Unlike a new iPhone, Mac or Apple Watch, for the overwhelming majority of people tuning into the event, a Reality Pro purchase won’t be considered in the immediate future. Most of us won’t buy one for at least the first 2-3 generations.
The true intrigue will be how Apple goes about setting the table for the future by explaining what it hopes to achieve in this sector. Firstly, does the first Reality Pro headset mark Apple’s attempts to eventually supplant the iPhone as its most important product?
Or is the company simply looking to develop the single best version of this technology and dominate the market as it does with its important products that sit below the iPhone in the pecking order? Like tablets, true wireless earphones, and smartwatches.
After all, there’s probably a good few quid in supplanting the Meta Quest 3 lineage as the top dog for hardware, while also cashing-in on the ecosystem through an rxOS App Store. However, it’s not going to carry the future of the company into the next decade or more. Unless the vision is much grander than that.
Life as we know it
Furthermore, what indications will we receive from the announcement that Apple’s vision for mixed reality can eventually alter the way we live our lives, as the iPhone indisputably has?
How is Apple laying the groundwork for those experiences today, with an eye on a desired eventuality – that tens or hundreds of millions of people will own a future version of this headset/piece of eyewear?
Will this announcement leave us knowing that, inevitably, we’ll be walking around town wearing future Reality Pro generations (priced more like an iPhone than a top-end television) that’ll constantly augment a new reality.
Will we see any evidence from the keynote that Apple’s vision for this technology – as has so often been the case – will be the one that cuts through to the masses and makes it mainstream.

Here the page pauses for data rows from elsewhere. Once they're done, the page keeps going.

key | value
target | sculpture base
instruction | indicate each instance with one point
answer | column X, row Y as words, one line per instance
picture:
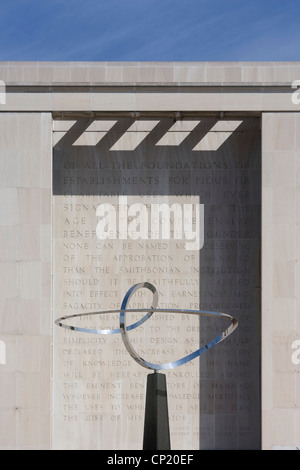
column 156, row 426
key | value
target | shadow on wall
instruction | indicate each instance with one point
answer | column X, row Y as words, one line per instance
column 219, row 161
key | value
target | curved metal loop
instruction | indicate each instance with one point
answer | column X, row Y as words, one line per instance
column 183, row 360
column 124, row 329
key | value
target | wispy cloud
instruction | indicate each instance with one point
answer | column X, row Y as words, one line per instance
column 149, row 30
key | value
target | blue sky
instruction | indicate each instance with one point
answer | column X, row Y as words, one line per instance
column 150, row 30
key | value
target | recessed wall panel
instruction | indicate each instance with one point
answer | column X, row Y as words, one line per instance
column 210, row 261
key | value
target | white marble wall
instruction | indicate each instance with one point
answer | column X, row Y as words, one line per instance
column 280, row 279
column 25, row 288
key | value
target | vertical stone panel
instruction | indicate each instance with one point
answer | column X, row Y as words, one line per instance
column 25, row 148
column 280, row 279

It happened with MP3 players, tablets, and smartwatches.
What nuggets will be able to take from the Reality Pro launch that tells us, “yep, they’ve done it again… this is going to be huge”? Not now, but half a decade from now.
What will be the software-based special sauce, which transcends what we’ve seen from Meta, HTC, Magic Leap and other companies in this space? You know those pieces of Cupertino magic that often make us think “this is going to change everything.”
Apple has an awful lot riding on its mixed reality endeavours being a success. Perhaps as much as Meta, which has bet the farm on its desire to move everyone from the apps to a Metaverse.
What will we learn about the future of Apple as a company from this launch? Will we come away with an indication that there’s a new golden era beyond the iPhone now those products have ceased to wow with its annual updates?
Right now there are far more questions than answers. This might be the most important Apple product since the first iPhone launched more than 15 years ago. We might not know it for a few years, but June 5 will lay the groundwork.